Also with the adition of the fuge my algae growth has cut in less than half, and coraline growth has increased quite a bit. Is a veggie clip a good idea for the flame to feed on between meals if it ever clears off the remaining algae from the rockwork?


----------



## Pasfur (Mar 29, 2008)

In a reef environment I would feed algae sheets very lightly. I feed them in bulk in my FOWLR, but in a reef you want more control of nutrient input. As the Flame settles into the main tank, I would feed the same foods daily that you are feeding in the Q tank. As time goes on, cut back to smaller feedings.
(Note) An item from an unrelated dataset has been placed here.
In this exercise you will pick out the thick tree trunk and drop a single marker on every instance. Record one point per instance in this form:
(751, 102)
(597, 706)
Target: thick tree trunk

I would suggest a Q for at least 3 weeks minimum. This is not only for observation, but to allow the fish to boost its immunity in a stress free environment.


----------



## Kellsindell (Sep 15, 2008)

Also when purchasing a flame angel, you want to buy it at a LFS. i know the price isn't going to be the same as online, but you get to observe it. A flame angel has to pick at everything, the sand, rock, plants, glass, everything. If they are not, it could be that they have brain issues, likely from poisoning. Don't get that one. Also, you will want to get the LFS to feed the guy. If it eats then get him, but get some, not a lot (unless it's a food you feed already), and use that in the QT. Do this so that you can ensure the fish not only eats, but can be wened onto your food of choice.


----------



## racingtiger03 (Aug 9, 2009)

All great tips guys! I get lucky and have some decent guys that work at the LFS nearby. A couple of the guys I know to avoid.. but the owner and one of his very limited part time guys are great and always helpful with TRUTHFUL info. so far at least haha. 

I have gotten the angel already and so far it is doing GREAT. Eating off the LR and the few snippets of algae on the sides of the tank, also loves the flake I have been using. (Wasn't worried about it eating flake as it had been in the lfs tank for so long) I was concerned as to wether it would eat off of the LR or not because it did not have that option there.  So far so good, only one small spot on its very bottom fin, and It looks more like it got stung by something.. perhaps a stray aiptasia in the QT I don't know about. I'll not bother it with anything unless it spreads or remains for another week. 

Thanks for all the helpful advice!


----------